All 12 intervals can be generated bu these 4 note sets

Daniel Wolf wrote:

>
>
> Someone from the Princeton camp can probably provide a more official
> definition, but I'll give it a try. A piece of music is saturated to the
> degree that all of the parameters project the same underlying structure,
> for example, an ordered set of intervals with all possible combinatorial
> partitionings.

-- Kraig Grady
North American Embassy of Anaphoria Island
http://www.anaphoria.com

🔗Daniel Wolf <DJWOLF_MATERIAL@xxxxxxxxxx.xxxx>

6/25/1999 1:59:43 AM

Nachricht geschrieben von INTERNET:tuning@onelist.com
>
> From: Daniel Wolf <DJWOLF_MATERIAL@compuserve.com>
> Pieces by
> Ferneyhough, on the other hand, consume sets of pitches, usually
> microtonal, without regard to any

Dan - do you mean the 30-tone thing in the flute piece? Or otherinflective
microtonal use in the ensemble pieces? Both?

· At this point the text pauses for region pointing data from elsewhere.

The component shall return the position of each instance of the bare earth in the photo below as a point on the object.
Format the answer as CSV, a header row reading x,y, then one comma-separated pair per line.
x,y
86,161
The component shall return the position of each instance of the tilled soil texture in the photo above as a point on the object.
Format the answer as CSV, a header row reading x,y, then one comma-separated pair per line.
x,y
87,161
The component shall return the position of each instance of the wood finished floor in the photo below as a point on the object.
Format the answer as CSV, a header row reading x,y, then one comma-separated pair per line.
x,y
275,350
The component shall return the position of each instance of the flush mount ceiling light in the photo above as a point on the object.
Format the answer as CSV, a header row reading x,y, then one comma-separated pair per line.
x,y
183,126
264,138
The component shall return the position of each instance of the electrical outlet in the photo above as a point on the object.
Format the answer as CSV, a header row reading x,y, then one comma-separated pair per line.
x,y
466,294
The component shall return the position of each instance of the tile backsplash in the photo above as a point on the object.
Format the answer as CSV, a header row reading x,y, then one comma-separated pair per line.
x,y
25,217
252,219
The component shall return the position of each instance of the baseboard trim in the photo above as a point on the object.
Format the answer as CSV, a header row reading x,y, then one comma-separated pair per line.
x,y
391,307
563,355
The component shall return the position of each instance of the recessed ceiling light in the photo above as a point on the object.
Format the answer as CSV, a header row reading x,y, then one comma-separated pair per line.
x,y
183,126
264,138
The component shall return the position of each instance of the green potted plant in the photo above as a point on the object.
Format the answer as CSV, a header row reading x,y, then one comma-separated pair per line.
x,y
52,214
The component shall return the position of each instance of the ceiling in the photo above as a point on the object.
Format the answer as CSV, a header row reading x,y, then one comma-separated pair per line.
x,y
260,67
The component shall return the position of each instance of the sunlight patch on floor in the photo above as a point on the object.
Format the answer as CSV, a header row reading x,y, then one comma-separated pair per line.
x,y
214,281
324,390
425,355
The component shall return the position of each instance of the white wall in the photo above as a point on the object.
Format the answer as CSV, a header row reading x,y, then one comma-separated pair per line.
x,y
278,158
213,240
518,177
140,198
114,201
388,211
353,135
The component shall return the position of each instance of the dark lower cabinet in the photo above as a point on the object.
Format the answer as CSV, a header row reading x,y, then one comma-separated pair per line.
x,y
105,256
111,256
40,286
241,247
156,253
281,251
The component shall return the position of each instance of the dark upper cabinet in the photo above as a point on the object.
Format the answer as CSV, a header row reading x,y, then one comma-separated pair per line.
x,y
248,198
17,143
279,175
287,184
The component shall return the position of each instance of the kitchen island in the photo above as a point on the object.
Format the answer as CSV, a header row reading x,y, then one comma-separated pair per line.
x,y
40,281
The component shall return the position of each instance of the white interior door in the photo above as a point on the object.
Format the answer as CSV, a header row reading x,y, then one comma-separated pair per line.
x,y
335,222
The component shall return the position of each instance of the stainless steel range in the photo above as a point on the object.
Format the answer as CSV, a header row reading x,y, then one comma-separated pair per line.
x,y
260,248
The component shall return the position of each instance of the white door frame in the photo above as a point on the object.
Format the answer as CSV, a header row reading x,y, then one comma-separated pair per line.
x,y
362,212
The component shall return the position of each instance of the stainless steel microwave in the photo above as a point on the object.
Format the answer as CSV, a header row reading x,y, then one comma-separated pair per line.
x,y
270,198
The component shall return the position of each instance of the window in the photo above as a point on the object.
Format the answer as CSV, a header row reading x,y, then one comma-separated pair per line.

> strong gestures, he is sometimes able to evoke a kind of coherence
similar
> to that found in some free improvisation, but the lack of saturation is
> ultimately tiring.

Ultimately tiring to the performer, some might say.

Rick
<

In one of the solo flute pieces, Ferneyhough uses pitches selected from
31tet, 24tet and 12tet. Most of his other pieces imply 24tet from the
notation, but my understanding is that he is not after precise
24th-root-of-two intervals, but rather microtonal inflections of 12. At
Tenney's Darmstadt lecture, Ferneyhough was rather pointed in saying that
he heard 12tet intervals as broadly defined, i.e. inflectable, without
reference to their rational neighbors.

This is quite different from the approach of either Babbitt or Balzano, who
both are able to hear their chosen temperaments (12 and 20, respectively)
by focusing on group symmetries. Anyone with doubts about this ought to
meet either of these guys -- they both have fantastic ears and get around
in their respective tunings with incredible ease. (Balzano chose 20tet
because it was a division of the octave with the same number of factors as
12tet).

As to Ferneyhough's scores and performer fatigue, I can only say that there
are quite a few players who find his pieces tremendously rewarding to play,
in part because the impossibility of exactly executing the notation forces
the player to become creative within the disciplined environment of the
notation. This has always struck me as a bit dishonest, but it doesn't seem
to be an issue to either F. or his players, and the world's certainly big
enough to acommodate disagreement on this point.